Bengkulu-Retreat Merah Putih angkatan VII Aparatur Sipil Negara (ASN) Pemerintah Provinsi (Pemprov) Bengkulu pada Minggu (25/1/2026), resmi berakhir di Masjid Al Anshor, Kelurahan Sukarami, Kecamatan Selebar, Kota Bengkulu.
Para peserta Retreat Merah Putih pulang dengan hati yang lebih tenang dan tekad yang diperbarui. Penutupan kegiatan ini dihadiri langsung Penjabat Sekretaris Daerah Provinsi Bengkulu, Herwan Antoni, bersama Steering Committee Retreat Merah Putih, Ustaz Saeed Kamyabi.
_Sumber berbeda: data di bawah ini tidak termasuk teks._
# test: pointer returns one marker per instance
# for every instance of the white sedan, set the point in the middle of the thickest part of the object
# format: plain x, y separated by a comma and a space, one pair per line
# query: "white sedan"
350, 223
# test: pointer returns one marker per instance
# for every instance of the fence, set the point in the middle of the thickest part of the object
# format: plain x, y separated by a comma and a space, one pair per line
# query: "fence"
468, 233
Hadir pula Amir Markaz Bengkulu, Haji Syahril Zainudin, yang turut memberikan nasihat penutup kepada para peserta.
Herwan Antoni menegaskan, kegiatan Retreat Merah Putih telah membawa dampak nyata bagi kehidupan spiritual aparatur di Bengkulu.
“Retreat Merah Putih ini telah menghadirkan keberkahan bagi Bengkulu. Ini adalah program andalan Pemerintah Provinsi Bengkulu dan insyāAllah akan terus berlanjut. Bukan hanya untuk ASN, tetapi juga PPPK, seluruh instansi pemerintahan, hingga ke seluruh kabupaten dan kota,” ujar Herwan Antoni.
Peserta Retreat Terkesan
Lebih dari sekadar agenda pembinaan, retreat ini meninggalkan kesan mendalam bagi para peserta. Saat sesi pesan dan kesan, satu per satu ungkapan ketulusan mengalir dari mereka yang merasakan langsung proses selama tiga hari.
“Kami mengucapkan terima kasih kepada Pak Gubernur yang telah mencetuskan program ini. Kalau bukan karena program ini, mungkin kami semua masuk neraka. Setelah ikut program inilah kami serasa baru menjadi orang Islam,” tutur salah seorang peserta.
Ungkapan itu sontak disambut takbir yang menggema di dalam masjid. Peserta lain pun menyampaikan harapan serupa. Menurutnya, durasi retreat terasa terlalu singkat untuk proses perubahan yang begitu bermakna.
“Kami menyayangkan program ini hanya tiga hari. Kami ingin lebih. Kami ingin menjadi seorang muslim yang sejati dengan menjadi ahli masjid,” ujarnya lirih, namun penuh keyakinan.
Retreat Merah Putih Angkatan VII juga diikuti oleh Pelaksana Tugas Kepala Dinas Kominfotik Provinsi Bengkulu, Mif Tarul Ilmi, bersama 10 pejabat dan staf. Ia mengaku merasakan langsung kekuatan kebersamaan dan nilai-nilai yang ditanamkan selama kegiatan berlangsung.
“Saya sangat berkesan dengan program ini. Kami benar-benar merasakan kebersamaan. Banyak ilmu baru yang kami dapatkan. Alhamdulillah, kami semua kompak sejak awal hingga akhir,” kata Mif Tarul Ilmi.
Sementara itu, Amir Markaz Bengkulu Haji Syahril Zainudin mengingatkan bahwa keberhasilan retreat tidak berhenti di masjid, tetapi justru diuji ketika para peserta kembali ke rumah dan lingkungan masing-masing.
“Jagalah keistikamahan setelah pulang dari sini. Tunjukkan akhlak yang baik kepada keluarga, tetangga, dan masyarakat sekitar. Biarkan perubahan ini benar-benar terasa dan menjadi cahaya di lingkungan kita,” pesan Haji Syahril Zainudin dengan penuh keteduhan.
Dari Masjid Al-Anshor, Retreat Merah Putih Angkatan VII pun resmi ditutup. Namun bagi para peserta, perjalanan sesungguhnya baru saja dimulai—sebuah ikhtiar untuk menjaga keistikamahan, memperbaiki akhlak, dan membawa nilai-nilai kebaikan itu ke dalam keluarga, lingkungan, serta ruang pengabdian sehari-hari.